Monday, August 15, 2011

Parvovirus B19 Laboratory diagnosis

• Serology
IgM directed against parvovirus B19 can be detected 10 - 12 days after infection and is a convenient marker for recent or ongoing infection. The most sensitive methods use the capture technique in RIA or ELISA. Testing for IgG is useful for seroprevalence studies but is not helpful in diagnosing acute infection because it simply indicates past exposure to virus (Brown and Young, 1997).
• Molecular detection
Detection usually relies on presence of the viral genome. During acute uncomplicated infections in immunocompetent patients, B19 DNA is only detectable for 2 to 4 days by dot-blot hybridization.
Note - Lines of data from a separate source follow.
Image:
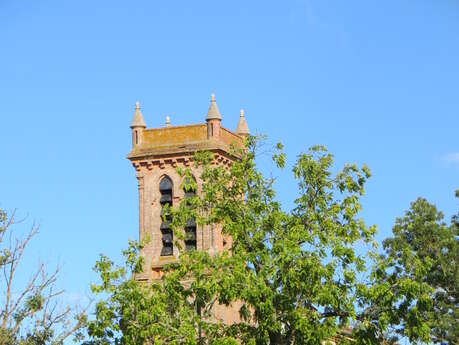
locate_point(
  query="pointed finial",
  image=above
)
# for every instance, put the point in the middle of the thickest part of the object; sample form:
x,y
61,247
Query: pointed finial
x,y
213,113
137,120
242,128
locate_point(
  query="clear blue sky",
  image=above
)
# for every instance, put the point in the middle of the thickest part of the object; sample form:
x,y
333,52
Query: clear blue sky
x,y
375,82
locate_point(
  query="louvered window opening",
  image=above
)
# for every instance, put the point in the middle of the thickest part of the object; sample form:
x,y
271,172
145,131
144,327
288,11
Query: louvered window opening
x,y
165,188
190,226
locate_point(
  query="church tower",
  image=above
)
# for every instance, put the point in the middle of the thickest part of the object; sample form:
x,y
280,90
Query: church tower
x,y
155,155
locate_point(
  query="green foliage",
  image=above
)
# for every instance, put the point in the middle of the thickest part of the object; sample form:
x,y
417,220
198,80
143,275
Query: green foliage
x,y
295,277
425,249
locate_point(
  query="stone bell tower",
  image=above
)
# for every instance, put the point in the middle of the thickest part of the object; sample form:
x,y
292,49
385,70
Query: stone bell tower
x,y
155,155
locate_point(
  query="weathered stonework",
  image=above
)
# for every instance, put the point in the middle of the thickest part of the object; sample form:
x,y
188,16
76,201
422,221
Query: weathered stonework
x,y
157,153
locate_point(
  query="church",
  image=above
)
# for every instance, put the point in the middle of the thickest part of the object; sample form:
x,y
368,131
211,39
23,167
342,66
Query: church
x,y
156,153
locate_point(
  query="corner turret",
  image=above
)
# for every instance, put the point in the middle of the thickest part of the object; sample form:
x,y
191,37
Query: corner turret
x,y
213,119
242,128
137,126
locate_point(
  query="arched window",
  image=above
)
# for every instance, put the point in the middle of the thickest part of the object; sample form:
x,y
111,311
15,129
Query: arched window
x,y
190,226
165,188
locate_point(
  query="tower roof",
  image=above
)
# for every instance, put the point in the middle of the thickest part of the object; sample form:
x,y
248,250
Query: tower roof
x,y
242,128
213,112
137,120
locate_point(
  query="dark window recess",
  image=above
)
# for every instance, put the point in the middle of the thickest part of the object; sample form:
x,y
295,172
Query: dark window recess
x,y
190,226
190,238
165,188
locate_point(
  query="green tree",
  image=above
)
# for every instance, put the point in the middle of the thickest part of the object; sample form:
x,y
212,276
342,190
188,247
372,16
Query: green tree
x,y
31,313
421,237
295,276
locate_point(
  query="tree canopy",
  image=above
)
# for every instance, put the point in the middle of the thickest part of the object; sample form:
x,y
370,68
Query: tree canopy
x,y
32,312
304,276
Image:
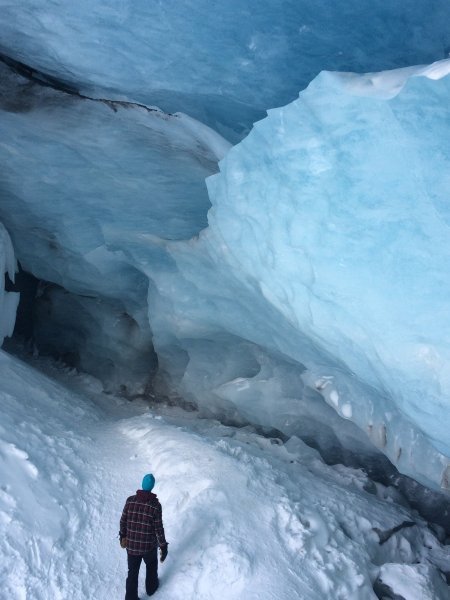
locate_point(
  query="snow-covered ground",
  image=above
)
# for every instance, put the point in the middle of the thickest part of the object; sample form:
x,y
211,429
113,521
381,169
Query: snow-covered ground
x,y
246,516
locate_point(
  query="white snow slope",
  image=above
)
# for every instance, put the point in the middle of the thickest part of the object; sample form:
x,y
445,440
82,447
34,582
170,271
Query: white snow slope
x,y
245,516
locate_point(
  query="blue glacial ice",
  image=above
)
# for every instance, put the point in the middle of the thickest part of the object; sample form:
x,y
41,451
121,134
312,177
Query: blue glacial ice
x,y
85,179
310,288
224,63
328,246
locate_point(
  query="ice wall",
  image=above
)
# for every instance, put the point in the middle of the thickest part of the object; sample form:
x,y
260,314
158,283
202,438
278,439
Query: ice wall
x,y
83,180
223,62
8,300
328,245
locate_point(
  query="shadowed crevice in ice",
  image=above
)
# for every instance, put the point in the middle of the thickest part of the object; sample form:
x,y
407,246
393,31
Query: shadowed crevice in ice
x,y
46,80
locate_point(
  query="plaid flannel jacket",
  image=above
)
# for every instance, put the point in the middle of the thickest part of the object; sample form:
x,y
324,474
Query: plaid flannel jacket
x,y
141,523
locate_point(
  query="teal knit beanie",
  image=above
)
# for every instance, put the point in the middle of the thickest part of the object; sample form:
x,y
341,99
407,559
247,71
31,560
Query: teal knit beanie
x,y
148,482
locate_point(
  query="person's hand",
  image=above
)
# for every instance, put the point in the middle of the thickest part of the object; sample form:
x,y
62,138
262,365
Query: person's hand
x,y
163,552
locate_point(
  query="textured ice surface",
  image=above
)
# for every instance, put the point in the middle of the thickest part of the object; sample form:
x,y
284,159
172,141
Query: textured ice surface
x,y
84,180
328,244
8,300
317,297
223,63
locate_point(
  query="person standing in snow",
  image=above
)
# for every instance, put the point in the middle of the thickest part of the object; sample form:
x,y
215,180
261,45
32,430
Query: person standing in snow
x,y
142,533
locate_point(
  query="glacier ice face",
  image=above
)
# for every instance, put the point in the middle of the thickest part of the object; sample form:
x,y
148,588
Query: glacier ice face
x,y
85,179
8,300
315,299
224,64
328,246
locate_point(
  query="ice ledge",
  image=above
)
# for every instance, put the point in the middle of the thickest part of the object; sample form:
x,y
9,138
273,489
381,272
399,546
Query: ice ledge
x,y
385,84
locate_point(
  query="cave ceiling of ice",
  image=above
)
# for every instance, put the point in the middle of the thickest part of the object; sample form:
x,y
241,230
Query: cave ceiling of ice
x,y
306,286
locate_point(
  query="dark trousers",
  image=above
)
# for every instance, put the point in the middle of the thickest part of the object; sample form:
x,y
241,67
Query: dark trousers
x,y
151,575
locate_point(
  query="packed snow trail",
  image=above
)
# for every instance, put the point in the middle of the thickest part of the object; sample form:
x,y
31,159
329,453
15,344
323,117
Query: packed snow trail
x,y
245,516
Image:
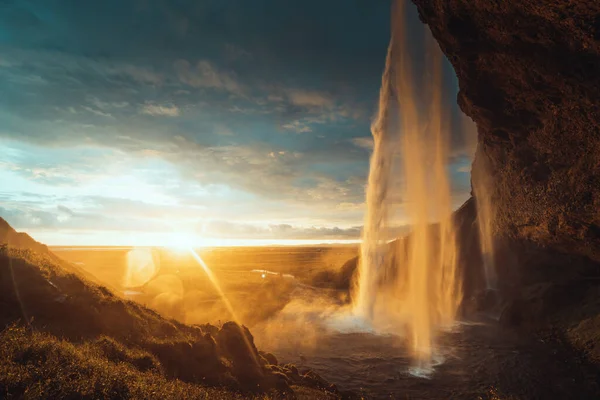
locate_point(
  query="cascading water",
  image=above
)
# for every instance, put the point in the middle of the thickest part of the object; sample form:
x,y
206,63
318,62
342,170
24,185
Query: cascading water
x,y
485,218
411,283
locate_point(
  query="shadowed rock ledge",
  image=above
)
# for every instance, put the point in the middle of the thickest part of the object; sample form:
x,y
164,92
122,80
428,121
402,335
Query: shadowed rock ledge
x,y
528,73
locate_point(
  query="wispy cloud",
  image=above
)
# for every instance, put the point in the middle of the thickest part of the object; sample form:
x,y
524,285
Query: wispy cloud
x,y
160,110
297,127
363,142
204,74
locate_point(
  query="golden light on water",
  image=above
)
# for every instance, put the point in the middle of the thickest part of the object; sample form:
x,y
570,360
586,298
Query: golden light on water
x,y
412,283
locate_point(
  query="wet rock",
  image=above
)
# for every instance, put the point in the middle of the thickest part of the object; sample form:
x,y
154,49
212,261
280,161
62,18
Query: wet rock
x,y
271,359
237,344
528,76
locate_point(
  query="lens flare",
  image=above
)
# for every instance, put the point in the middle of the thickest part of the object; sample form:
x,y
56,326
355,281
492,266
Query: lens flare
x,y
215,282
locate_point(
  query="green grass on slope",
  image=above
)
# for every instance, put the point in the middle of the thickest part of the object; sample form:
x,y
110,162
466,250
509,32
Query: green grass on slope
x,y
40,366
36,365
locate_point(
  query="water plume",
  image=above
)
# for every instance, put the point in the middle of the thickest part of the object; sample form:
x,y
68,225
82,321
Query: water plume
x,y
411,283
485,219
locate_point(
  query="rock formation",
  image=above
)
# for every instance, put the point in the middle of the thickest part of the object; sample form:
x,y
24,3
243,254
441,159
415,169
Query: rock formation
x,y
528,73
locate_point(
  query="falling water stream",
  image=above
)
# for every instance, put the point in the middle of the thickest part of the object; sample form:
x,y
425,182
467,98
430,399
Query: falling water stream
x,y
411,283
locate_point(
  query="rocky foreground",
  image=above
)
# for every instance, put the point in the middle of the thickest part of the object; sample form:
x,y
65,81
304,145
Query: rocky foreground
x,y
64,336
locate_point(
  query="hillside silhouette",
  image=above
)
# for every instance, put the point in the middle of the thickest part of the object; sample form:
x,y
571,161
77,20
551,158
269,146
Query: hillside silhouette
x,y
65,336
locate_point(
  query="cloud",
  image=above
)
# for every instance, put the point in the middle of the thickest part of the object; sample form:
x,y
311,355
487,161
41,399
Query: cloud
x,y
297,127
160,110
228,229
206,75
306,98
363,142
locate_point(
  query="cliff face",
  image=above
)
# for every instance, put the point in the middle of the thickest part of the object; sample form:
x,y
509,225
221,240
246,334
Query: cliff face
x,y
529,76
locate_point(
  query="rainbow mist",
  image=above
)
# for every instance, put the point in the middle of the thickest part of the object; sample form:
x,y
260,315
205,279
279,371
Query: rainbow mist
x,y
410,283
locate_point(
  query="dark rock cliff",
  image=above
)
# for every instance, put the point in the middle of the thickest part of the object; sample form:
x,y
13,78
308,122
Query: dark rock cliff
x,y
529,76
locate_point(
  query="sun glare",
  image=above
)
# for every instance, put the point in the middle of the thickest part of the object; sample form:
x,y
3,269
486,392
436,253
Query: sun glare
x,y
181,242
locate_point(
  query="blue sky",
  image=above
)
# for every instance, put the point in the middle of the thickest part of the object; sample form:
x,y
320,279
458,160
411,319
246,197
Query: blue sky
x,y
129,119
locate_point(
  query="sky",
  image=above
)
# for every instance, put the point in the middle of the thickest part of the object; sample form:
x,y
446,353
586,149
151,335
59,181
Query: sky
x,y
126,122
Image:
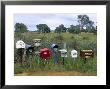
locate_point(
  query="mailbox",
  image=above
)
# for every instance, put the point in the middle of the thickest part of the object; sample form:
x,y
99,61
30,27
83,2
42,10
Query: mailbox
x,y
86,53
54,48
20,44
74,54
37,42
44,53
63,52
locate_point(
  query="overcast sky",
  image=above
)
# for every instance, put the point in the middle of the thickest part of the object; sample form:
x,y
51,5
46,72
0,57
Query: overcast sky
x,y
52,20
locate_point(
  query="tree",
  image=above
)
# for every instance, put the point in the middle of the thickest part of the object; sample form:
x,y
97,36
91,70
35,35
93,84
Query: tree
x,y
43,28
84,21
60,29
74,29
20,27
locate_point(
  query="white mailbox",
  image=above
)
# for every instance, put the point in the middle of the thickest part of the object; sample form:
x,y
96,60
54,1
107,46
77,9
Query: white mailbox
x,y
63,52
20,44
37,42
74,54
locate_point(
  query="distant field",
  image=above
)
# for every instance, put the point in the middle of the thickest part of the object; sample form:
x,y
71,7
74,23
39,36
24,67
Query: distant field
x,y
72,41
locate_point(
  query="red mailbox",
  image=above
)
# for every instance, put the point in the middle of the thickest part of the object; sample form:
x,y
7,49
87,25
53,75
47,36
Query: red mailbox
x,y
44,53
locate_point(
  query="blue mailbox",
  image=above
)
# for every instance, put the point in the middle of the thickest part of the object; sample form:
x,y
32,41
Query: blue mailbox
x,y
54,48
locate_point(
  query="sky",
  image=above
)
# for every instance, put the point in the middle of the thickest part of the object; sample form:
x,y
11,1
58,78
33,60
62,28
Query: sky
x,y
52,20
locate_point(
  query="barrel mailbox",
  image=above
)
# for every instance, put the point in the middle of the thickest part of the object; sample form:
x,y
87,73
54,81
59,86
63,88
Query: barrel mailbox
x,y
74,54
86,53
20,44
63,52
54,48
44,53
37,42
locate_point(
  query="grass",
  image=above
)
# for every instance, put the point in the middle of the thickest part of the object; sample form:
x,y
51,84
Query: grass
x,y
74,41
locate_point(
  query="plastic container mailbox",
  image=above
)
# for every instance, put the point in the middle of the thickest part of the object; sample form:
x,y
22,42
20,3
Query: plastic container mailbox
x,y
37,42
74,54
63,54
54,48
20,44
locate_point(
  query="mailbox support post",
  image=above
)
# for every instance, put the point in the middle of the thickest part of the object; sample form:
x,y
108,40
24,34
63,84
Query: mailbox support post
x,y
63,60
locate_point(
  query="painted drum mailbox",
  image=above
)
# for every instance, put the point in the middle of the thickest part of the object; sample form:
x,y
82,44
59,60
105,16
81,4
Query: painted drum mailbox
x,y
54,48
74,54
20,44
37,42
44,53
86,53
63,54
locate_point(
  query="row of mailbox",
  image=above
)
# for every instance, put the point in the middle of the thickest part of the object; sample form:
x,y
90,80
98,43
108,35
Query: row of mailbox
x,y
45,52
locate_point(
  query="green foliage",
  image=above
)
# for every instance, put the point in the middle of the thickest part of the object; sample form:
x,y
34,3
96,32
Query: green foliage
x,y
43,28
20,27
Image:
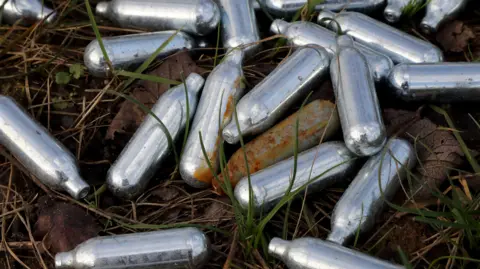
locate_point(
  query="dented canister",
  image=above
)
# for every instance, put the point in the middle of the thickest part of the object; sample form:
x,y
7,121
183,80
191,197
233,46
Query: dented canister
x,y
130,51
224,86
358,107
393,11
313,253
440,12
148,148
301,33
41,154
398,45
198,17
285,86
440,82
239,26
28,10
317,121
288,8
377,182
318,167
164,249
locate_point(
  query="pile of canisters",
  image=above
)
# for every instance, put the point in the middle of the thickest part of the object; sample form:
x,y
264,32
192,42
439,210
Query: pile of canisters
x,y
360,54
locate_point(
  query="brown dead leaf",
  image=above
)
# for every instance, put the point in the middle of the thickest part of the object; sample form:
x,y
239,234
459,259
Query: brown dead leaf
x,y
219,210
438,151
166,193
63,226
148,92
455,36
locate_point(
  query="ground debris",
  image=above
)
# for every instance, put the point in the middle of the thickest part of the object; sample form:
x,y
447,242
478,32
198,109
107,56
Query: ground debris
x,y
148,92
437,149
63,226
455,36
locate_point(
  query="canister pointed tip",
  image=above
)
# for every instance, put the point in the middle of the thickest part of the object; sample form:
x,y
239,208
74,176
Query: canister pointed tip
x,y
64,260
278,247
324,16
194,82
279,26
76,187
102,8
338,236
230,133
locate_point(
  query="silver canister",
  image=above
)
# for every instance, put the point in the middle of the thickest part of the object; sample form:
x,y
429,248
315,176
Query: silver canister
x,y
398,45
358,107
291,81
319,167
393,11
29,10
239,26
377,182
129,51
313,253
440,82
223,88
41,154
167,249
148,148
301,33
288,8
439,12
198,17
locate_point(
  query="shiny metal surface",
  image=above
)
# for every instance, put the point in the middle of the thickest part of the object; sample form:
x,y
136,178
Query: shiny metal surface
x,y
239,26
148,148
165,249
199,17
439,12
317,121
364,199
331,162
440,82
358,107
313,253
285,86
129,51
41,154
301,33
287,8
398,45
222,89
29,10
393,11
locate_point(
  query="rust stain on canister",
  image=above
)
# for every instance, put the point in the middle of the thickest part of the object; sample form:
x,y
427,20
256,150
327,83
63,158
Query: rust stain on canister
x,y
277,143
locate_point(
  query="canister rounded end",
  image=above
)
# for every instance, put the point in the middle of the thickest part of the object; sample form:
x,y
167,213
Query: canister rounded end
x,y
94,60
392,15
279,26
208,17
64,260
365,139
194,173
278,247
101,8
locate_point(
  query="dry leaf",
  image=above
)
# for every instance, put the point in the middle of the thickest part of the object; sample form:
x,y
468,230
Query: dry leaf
x,y
455,36
166,193
218,211
438,151
63,226
148,92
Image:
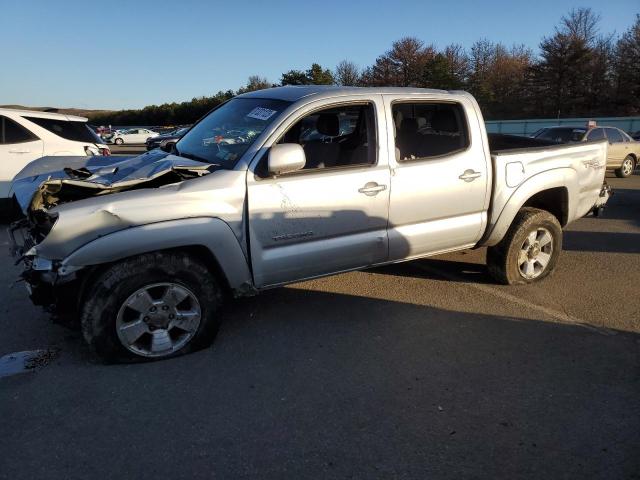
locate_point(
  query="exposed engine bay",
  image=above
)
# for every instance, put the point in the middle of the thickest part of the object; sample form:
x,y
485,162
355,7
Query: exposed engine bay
x,y
39,192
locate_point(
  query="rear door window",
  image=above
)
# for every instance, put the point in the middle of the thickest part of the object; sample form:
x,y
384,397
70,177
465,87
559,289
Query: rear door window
x,y
12,132
426,130
75,131
597,134
614,135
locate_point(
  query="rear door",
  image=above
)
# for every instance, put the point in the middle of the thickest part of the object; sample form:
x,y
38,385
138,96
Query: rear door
x,y
332,215
18,147
616,147
439,176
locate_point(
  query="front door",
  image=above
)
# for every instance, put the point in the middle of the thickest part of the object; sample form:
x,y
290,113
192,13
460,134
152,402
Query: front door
x,y
332,215
439,177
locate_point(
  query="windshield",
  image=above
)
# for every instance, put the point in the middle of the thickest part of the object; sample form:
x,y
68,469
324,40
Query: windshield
x,y
562,135
226,133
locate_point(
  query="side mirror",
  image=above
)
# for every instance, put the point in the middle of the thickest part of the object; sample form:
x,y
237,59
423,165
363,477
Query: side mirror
x,y
286,158
169,147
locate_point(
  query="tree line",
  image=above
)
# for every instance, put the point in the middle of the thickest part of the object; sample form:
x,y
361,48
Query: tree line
x,y
579,71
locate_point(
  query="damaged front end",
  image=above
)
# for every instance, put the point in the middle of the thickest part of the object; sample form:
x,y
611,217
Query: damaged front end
x,y
41,241
47,285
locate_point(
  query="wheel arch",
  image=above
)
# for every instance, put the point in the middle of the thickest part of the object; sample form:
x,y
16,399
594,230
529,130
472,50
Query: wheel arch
x,y
551,191
209,239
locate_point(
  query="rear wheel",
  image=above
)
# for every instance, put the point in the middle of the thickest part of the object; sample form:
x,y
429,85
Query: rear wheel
x,y
627,167
530,249
153,306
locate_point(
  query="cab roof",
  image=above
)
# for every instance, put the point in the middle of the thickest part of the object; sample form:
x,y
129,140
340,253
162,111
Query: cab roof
x,y
293,93
39,114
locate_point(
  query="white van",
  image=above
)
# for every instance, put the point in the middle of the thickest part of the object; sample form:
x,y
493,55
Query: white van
x,y
26,135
The sensitivity of B19 DNA detection has been greatly increased by the use of PCR. However, confusing results can be a problem in diagnosing acute disease because of the ease of contamination, long-term persistence of low levels of virus in uncomplicated infections, and false-positive results. Because of these issues, DNA hybridization is more certain than PCR (Abkowitz et al., 1997).
DNA can also be detected by in situ hybridization of tissues (Morey et al., 1992), but this is not a useful routine screening test. In the event of B19 infection or seroconversion during pregnancy, hydrops can be detected by ultrasound and fetal infection determined by PCR (Torok et al., 1992).